I do write lots of nonfiction books on topics that may not always be my favourites and which involve considerable research but that’s a little different, more like writing magazine articles or being a business writer or journalist.

I probably wouldn’t write a book about fishing, sailing, mountain climbing, farming, most sports, horses, and several other topics, although these things might crop up in a book as part of the plot. I prefer to stick with what inspires me, which makes the writing process much more enjoyable.

I should clarify that this doesn’t mean that you have to pigeonhole yourself. If you come from a small town does that mean you can never write about life in a big city? If you live on a farm in a rural area, can you never compose a gritty crime drama set in New York? You should always strive to stretch yourself creatively.

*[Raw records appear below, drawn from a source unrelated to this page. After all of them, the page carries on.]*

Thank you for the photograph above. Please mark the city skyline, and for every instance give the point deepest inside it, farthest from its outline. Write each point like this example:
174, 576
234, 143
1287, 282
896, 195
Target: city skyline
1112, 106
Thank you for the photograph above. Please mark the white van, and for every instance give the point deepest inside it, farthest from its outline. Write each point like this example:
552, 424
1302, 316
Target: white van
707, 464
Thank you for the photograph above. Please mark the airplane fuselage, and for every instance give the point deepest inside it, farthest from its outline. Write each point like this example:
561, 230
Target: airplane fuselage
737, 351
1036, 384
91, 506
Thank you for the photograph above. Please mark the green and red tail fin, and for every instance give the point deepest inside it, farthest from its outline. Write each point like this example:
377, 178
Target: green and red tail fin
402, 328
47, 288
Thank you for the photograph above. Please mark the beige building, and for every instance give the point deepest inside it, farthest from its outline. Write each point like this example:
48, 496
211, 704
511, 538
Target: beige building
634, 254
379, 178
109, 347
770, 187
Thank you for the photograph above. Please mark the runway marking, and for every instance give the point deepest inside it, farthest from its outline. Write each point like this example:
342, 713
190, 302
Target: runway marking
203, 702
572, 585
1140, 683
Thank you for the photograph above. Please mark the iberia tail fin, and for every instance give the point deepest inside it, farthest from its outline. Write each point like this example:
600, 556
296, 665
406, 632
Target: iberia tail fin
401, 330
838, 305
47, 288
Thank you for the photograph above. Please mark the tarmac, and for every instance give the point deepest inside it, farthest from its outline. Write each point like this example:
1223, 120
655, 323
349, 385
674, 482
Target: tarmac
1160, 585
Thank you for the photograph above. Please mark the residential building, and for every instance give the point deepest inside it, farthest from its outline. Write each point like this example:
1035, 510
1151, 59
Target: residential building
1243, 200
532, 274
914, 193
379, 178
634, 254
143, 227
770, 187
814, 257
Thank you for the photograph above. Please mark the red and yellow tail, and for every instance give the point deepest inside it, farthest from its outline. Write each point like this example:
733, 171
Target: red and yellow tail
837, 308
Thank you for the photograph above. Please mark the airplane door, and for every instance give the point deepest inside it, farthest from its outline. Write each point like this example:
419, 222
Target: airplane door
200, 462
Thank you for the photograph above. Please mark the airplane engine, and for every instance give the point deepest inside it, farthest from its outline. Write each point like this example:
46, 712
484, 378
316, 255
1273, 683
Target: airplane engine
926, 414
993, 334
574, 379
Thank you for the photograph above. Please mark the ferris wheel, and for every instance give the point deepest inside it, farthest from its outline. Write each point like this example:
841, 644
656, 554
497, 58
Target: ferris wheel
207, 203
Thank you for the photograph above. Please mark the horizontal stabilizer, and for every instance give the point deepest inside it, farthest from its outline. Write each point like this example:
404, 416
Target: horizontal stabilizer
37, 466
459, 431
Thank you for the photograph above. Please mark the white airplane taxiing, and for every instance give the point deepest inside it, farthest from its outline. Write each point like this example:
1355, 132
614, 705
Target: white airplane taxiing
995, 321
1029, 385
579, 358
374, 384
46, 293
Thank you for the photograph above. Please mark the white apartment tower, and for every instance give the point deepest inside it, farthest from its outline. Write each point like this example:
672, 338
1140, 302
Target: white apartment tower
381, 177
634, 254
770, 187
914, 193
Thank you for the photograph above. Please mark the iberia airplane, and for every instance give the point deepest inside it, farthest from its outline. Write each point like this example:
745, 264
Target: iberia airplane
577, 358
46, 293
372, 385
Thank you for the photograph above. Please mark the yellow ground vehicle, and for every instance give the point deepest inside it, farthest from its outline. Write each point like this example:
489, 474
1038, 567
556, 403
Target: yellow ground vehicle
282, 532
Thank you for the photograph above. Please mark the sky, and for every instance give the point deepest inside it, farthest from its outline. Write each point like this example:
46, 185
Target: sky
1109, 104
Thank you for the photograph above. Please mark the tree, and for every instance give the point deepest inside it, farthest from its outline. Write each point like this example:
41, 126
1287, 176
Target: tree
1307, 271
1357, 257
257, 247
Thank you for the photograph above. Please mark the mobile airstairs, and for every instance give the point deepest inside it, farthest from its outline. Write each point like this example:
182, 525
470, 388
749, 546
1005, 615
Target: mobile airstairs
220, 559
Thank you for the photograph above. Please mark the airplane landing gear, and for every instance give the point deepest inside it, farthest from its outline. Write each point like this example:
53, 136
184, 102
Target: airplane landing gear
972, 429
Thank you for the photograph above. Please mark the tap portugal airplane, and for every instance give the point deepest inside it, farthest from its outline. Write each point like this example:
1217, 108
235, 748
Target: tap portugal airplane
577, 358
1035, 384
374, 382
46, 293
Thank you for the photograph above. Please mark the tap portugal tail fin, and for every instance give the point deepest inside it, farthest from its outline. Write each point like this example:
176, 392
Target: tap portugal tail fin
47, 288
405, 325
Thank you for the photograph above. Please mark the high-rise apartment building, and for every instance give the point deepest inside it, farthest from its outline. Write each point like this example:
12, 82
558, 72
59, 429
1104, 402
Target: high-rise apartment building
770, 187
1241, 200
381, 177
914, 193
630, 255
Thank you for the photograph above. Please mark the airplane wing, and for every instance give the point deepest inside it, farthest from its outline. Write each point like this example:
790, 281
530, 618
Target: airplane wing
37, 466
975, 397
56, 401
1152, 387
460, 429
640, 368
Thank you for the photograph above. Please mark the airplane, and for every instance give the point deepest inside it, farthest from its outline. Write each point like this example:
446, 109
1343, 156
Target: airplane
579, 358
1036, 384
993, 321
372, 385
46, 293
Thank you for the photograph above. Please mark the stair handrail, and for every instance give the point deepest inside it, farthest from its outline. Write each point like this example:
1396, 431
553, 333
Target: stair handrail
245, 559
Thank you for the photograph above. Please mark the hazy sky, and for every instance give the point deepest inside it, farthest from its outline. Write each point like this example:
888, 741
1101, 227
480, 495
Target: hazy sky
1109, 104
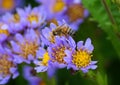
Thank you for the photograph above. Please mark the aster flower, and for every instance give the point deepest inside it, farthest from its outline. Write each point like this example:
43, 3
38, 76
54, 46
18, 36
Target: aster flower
34, 18
57, 51
80, 58
29, 75
7, 66
9, 5
49, 33
25, 47
3, 32
43, 64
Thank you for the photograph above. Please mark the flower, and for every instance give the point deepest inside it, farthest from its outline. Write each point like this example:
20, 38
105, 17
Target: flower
3, 32
49, 33
30, 75
9, 5
43, 64
34, 18
25, 47
7, 66
80, 58
57, 51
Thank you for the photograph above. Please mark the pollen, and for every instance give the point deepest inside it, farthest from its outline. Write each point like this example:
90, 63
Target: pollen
46, 58
28, 48
58, 6
8, 4
32, 18
59, 54
75, 12
5, 65
81, 58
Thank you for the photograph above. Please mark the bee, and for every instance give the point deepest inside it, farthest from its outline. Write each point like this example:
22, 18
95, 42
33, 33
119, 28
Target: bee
63, 30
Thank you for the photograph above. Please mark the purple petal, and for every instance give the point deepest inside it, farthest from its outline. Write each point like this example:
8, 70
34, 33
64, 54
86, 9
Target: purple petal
15, 47
79, 44
40, 53
5, 80
52, 26
41, 69
30, 57
93, 67
19, 38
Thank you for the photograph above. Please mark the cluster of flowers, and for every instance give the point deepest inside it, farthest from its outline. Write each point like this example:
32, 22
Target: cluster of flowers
24, 38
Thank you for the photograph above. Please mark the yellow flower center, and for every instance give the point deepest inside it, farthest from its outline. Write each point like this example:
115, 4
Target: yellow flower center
32, 18
5, 65
81, 58
46, 58
59, 54
75, 12
28, 48
8, 4
58, 6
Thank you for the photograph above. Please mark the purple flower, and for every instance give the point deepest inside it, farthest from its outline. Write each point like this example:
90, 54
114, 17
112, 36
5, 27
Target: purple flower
26, 47
29, 74
7, 66
34, 18
3, 32
9, 5
80, 58
43, 64
57, 51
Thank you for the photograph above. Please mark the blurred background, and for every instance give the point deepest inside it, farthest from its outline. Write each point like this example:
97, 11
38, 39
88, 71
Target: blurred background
103, 27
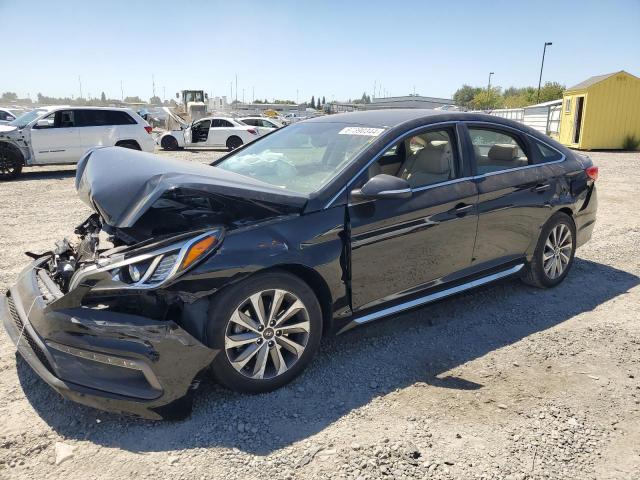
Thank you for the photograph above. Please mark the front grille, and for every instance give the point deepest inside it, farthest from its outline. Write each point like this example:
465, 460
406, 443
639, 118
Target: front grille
25, 334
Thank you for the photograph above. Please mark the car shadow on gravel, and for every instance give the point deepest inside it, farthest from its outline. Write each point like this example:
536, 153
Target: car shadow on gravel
351, 370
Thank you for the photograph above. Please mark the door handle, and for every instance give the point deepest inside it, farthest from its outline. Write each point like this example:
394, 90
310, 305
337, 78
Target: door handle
461, 209
541, 187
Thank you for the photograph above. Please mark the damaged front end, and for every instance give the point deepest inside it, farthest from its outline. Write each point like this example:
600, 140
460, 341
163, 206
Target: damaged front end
97, 325
106, 319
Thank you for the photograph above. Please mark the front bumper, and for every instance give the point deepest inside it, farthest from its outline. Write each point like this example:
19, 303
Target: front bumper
107, 360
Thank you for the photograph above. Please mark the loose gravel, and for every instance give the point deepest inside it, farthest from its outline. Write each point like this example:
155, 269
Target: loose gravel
506, 382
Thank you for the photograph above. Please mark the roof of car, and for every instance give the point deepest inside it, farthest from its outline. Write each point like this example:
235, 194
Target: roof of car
393, 117
381, 118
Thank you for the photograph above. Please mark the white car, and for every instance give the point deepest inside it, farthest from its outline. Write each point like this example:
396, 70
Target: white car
263, 125
62, 134
8, 115
223, 132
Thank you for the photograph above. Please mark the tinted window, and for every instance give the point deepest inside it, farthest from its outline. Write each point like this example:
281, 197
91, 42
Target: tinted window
60, 119
101, 118
218, 122
421, 160
496, 150
547, 154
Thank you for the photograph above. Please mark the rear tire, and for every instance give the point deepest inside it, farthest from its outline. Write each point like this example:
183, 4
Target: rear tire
11, 162
233, 143
169, 143
554, 252
263, 355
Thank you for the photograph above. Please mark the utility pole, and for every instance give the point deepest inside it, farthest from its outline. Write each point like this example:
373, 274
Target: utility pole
544, 50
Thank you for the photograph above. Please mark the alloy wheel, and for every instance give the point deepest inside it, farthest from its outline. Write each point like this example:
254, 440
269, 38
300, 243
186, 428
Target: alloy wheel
8, 165
267, 334
557, 251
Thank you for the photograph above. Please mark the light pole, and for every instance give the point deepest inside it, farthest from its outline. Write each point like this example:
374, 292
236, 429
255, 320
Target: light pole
544, 50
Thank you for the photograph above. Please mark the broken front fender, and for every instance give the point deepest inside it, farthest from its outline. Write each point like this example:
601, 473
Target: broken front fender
105, 359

Everyone develops as a writer as they work on their stories and most writers usually become more proficient at their craft as they continue to create new work.

Writing what you know refers to what interests or intrigues you rather than what you’re qualified to do. As I mentioned, my nonfiction work has often been on topics with which I’m less familiar and involved considerable research, similar to that conducted by journalists when completing an article for a magazine or an online publication. Yet research also has to be completed for most books that aren’t merely very simple stories, even if it only involves creating a plausible character by studying someone’s profession, the type of clothing they might wear, or their general outlook on life.